Black Panther, Volume 1
A Nation Under Our Feet
Writer: Ta-Nahesi Coates
Artist: Brian Stelfreeze
After T’Challa, the Black Panther, plays a key role in the Secret Wars, his African nation of Wakanda questions whether his royal rule still best suits the future of the Marvel universe’s utopian African nation. Coates more than handles the pressure of being handed a character many consider the ultimate black superhero by presenting a T’Challa who, despite being one of the most brilliant minds in the Marvel universe, doesn’t always have the answers.

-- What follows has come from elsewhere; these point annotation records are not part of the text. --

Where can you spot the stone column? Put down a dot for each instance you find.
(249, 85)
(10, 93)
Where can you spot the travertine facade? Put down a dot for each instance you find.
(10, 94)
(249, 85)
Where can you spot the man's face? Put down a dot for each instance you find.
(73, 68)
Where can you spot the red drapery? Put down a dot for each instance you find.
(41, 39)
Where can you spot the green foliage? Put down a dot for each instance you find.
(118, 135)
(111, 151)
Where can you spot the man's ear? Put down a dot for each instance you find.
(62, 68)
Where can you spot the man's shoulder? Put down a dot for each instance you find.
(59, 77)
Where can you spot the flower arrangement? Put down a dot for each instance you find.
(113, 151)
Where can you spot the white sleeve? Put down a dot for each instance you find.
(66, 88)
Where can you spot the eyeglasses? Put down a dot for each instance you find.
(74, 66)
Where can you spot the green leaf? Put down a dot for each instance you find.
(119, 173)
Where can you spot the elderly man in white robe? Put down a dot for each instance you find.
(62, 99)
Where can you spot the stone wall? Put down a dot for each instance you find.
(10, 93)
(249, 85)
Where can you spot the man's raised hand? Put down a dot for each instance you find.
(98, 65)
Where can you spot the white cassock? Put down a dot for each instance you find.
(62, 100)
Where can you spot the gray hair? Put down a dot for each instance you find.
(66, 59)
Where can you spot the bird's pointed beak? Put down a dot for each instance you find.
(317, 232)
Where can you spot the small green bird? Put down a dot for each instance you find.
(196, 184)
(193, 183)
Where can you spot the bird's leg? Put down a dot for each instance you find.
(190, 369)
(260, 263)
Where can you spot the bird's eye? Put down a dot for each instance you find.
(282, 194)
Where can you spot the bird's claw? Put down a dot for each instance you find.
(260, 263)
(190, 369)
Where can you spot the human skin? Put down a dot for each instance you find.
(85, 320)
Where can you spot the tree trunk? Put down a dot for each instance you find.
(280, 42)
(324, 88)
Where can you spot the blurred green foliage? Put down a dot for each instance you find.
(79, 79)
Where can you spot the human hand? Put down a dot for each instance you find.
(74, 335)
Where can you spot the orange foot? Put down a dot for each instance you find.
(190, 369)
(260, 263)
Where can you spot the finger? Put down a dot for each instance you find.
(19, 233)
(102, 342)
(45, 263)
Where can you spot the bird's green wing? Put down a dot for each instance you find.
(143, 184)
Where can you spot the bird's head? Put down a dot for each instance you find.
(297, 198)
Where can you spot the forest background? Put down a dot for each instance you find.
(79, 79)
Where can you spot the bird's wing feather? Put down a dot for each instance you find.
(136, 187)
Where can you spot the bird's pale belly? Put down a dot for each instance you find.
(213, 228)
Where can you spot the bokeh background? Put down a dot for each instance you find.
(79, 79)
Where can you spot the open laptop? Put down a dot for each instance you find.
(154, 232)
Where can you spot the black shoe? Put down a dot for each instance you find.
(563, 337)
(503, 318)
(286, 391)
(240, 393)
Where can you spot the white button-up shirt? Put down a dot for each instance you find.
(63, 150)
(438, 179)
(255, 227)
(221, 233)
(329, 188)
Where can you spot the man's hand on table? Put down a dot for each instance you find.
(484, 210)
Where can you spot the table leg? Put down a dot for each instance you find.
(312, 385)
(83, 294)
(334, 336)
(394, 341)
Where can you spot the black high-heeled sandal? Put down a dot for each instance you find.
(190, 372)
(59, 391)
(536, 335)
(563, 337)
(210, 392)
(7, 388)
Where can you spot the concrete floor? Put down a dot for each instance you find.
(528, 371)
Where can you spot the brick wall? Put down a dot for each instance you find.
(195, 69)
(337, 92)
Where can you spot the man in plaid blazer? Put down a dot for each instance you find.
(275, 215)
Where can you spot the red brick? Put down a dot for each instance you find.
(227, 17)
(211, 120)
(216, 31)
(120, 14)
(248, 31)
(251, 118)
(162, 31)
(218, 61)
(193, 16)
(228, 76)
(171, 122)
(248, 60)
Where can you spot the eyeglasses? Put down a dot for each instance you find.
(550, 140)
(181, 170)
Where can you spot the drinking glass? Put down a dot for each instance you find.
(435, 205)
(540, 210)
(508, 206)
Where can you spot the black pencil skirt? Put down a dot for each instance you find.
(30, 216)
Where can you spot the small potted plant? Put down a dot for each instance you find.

Wolverine: Old Man Logan, Volume 1
Writer: Jeff Lemire, Mark Millar
Artist: Andrea Sorrentino, Steve McNiven
Lemire and Sorrentino reunite after their critically acclaimed run on DC’s Green Arrow to tell the tale of Millar and McNiven’s Old Man Logan. He’s a Wolverine lost in a time that is not his own after the events of Marvel’s Secret Wars brought him from the dark and bleak future — where his story originally took place — to the present-day Marvel universe. Wolverine is haunted by the memories of a future he feels he can only prevent by reluctantly letting loose his adamantium claws.
Justice League, Volume 7
Writer: Geoff Johns
Artist: Jason Fabok
Johns is now going to be busy helping Warner Bros and DC Entertainment make their superhero movies be the best they can be, but his presumed last major work for DC Comics is a bold Justice League tale in which DC’s greatest heroes go up against the legacy and lineage of the universe’s greatest threat: Darkseid. This series also establishes Fabok as DC’s next great artist.
Wonder Woman Earth One, Volume 1
Writer: Grant Morrison
Artist: Yanick Paquette
Morrison gets to reimagine Wonder Woman’s origin in an Earth One tale that features beautifully drawn visuals from Paquette.
Batman, Volume 9
Writer: Scott Snyder
Artist: Greg Capullo, Danny Miki, Yanick Paquette
Snyder and Capullo have set the standard for 21st-century Batman storytelling. “Bloom” sees their fan-favorite, five-year run on Batman conclude, as Bruce Wayne returns to the cape and cowl to remind Gotham that Batman will always be there when the city needs him most.
Batgirl, Volume 3
Writers: Brenden Fletcher, Cameron Stewart
Artist: Babs Tarr
A young, hip(ster) approach to Batgirl comes to an end. The creative team of Stewart and Fletcher’s words, in tandem with the fresh art of newly minted superstar artist Tarr, make Batgirl one of the most fun superhero comics around.
DC Universe: Rebirth
Writer: Geoff Johns
Artists: Gary Frank, Phil Jimenez, Ethan Van Sciver
Johns couldn’t dive head first into Hollywood movies without making sure he was leaving the DC superhero comic universe in good hands. After penning some of DC’s grandest tales over the past decade, he helped the publisher put an end to the polarizing New 52 reboots by writing “Rebirth” and setting up future DC storytellers for success. “Rebirth” is a love-letter to all that makes DC’s heroes special, and it assures fans that the essence of why they flock to these heroes is back.